CN116760210A - Cooling structure for reducing temperature rise of compound excitation motor with staggered magnetic poles - Google Patents

Abstract

The invention relates to a cooling structure for reducing the temperature rise of a composite excitation motor with staggered magnetic poles, which comprises a cooling water channel, two sections of stators and a direct-current excitation winding, wherein the direct-current excitation winding is wound in the lower concave part of the cooling water channel of the disconnection part of the two sections of stators along the circumferential direction; and the direct contact between the cooling water channel and the two sections of stators and the direct current excitation winding is realized. According to the invention, the exciting winding is arranged on the cooling water pipe, so that the direct contact between the cooling water pipe and the stator and between the cooling water pipe and the exciting winding are realized, the contact thermal resistance between the cooling water and the stator and between the cooling water pipe and the exciting winding are reduced, the cooling effect is better, the heat dissipation efficiency is higher, and the cooling water pipe is arranged at the junction of the yoke part of the stator and the magnetic-conducting back yoke, is far away from an alternating magnetic field, and has less influence on the performance of a motor even if a metal material is adopted.

Description

A cooling structure for reducing the temperature rise of staggered pole compound excitation motors

Technical field

The invention relates to a staggered magnetic pole compound excitation motor, and in particular to a staggered magnetic pole compound excitation motor water-cooling structure.

Background technique

Compared with traditional electric excitation motors and permanent magnet motors, compound excitation motors have the advantages of higher efficiency and adjustable air gap magnetic field. However, because compound excitation motors use DC auxiliary excitation windings to magnetize ferromagnetic poles to adjust the air gap magnetic field, Therefore, in addition to the AC winding, an additional DC winding is required, and it is also very important to reduce its temperature rise.
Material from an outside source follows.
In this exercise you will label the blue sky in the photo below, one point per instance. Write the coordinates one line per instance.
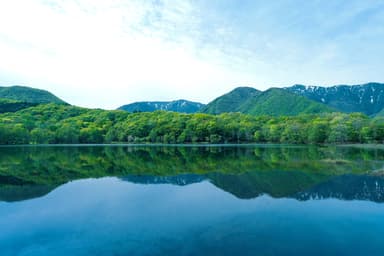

In the current cooling structure of compound excitation motors, the traditional water-cooling method is to install a water-cooled machine base outside the stator back yoke. The heat generated by the field winding and the stator core is conducted through the stator magnetic back yoke into the water-cooling structure, and is taken away by the cooling water. This Method: The heat transfer path between the cooling water, the DC excitation winding and the stator is long, the thermal resistance is large, and the efficiency is low; or holes are opened along the axial direction in the stator core, and the water-cooling tube is placed in the hole. This structure requires the stator to be The iron core is processed, and if the cooling water pipe is made of metal materials with high thermal conductivity, it will also affect the performance of the motor.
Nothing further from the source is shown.